Sleep with hornets
And they wonder why they wake up stung
-- Matt Nathanson
A friendly judge in Texas has ruled Brendan Sorsby can play football this fall at Texas Tech, and, man, you've never seen such hand-wringing. Nebraska says it will never play the Red Raiders now. Ditto TCU. Ditto the Big Ten as an entire conference.
These things will happen when a young man not only carpetbags from school to school -- Tech will be Sorsby's third stop, after pre-Curt Cignetti Indiana and Cincinnati -- but brings a truckload of baggage with him. And by "baggage," we mean, "Would bet on how long it takes Mikey to eat a bowl of Life cereal if the odds were right."
Sorsby, you see, is a young man with a problem. He apparently has a raging gambling jones that puts old heads in mind of Art Schlichter at Ohio State; according to investigators, Sorsby's placed thousands of bets while playing college football, including at least 40 on his own team while at Indiana. The kid seems hooked but good.
Nonetheless, the friendly judge waived the injunction slapped on him by the NCAA, whose record in court these days ranks up there with Germany's record in world wars (to steal an old Dan Jenkins line). So now a known and fairly notorious gambler will be playing quarterback for Tech this season.
Cue the hand-wringing.
"We officially lost our soul," moaned one Big 12 athletic director.
"How is anyone going to trust the outcome of a game again?" fretted TCU coach Sonny Dykes.
"I'm stunned that there would be a question at the court level that this is acceptable," Florida AD Scott Stricklin chimed in.
ACC commissioner Jim Phillips was in full agreement, telling ESPN the ruling suggests a "horrendous pattern" that is "eroding the integrity of our process."
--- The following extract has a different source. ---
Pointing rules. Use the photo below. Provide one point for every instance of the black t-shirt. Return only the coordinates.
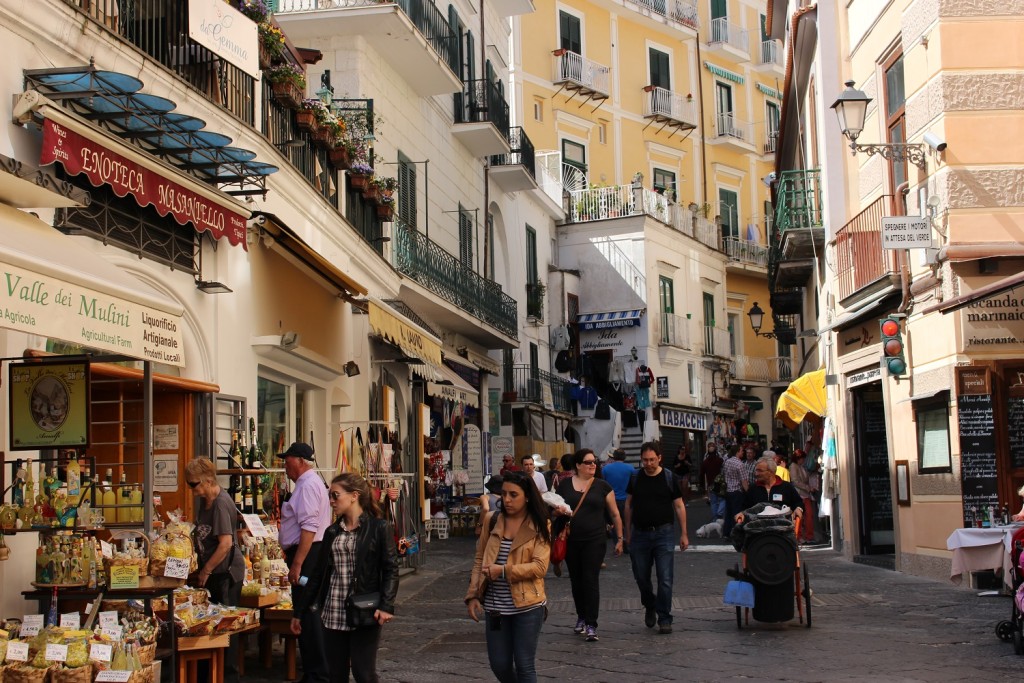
(589, 522)
(653, 500)
(781, 494)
This is where the Blob is compelled to snark this: "The integrity of your WHAT?"
Because, listen, as right as all these folks are, they're also blind as bats. They can't see that Brendan Sorsby, with the help of Friendly Judge, his slipped in a door they themselves left wide open.
Jim Phillips, for instance?
He presides over a conference that just extended its deal with ESPN through 2036. ESPN, in turn, has a sponsorship deal with DraftKings, an online gambling platform. So every Saturday afternoon when Wake Forest is playing Clemson or North Carolina is tussling with Georgia Tech, play will occasionally be interrupted by a DraftKings ad.
So how can Phillips -- or anyone in any Power 4 conference, really -- honestly say Brendan Sorsby throwing deep outs for Texas Tech is an Armageddon blow to college football's integrity? Seems to me they themselves crossed that bridge when they climbed in bed with people who were in bed with the gamblers -- or at least the gamblers' facilitators.
Sleep with hornets, wake up stung. Yessir, Matt Nathanson stuck the landing with that lyric.
Or to put it another way: Behold college athletics' own petard, hoisted.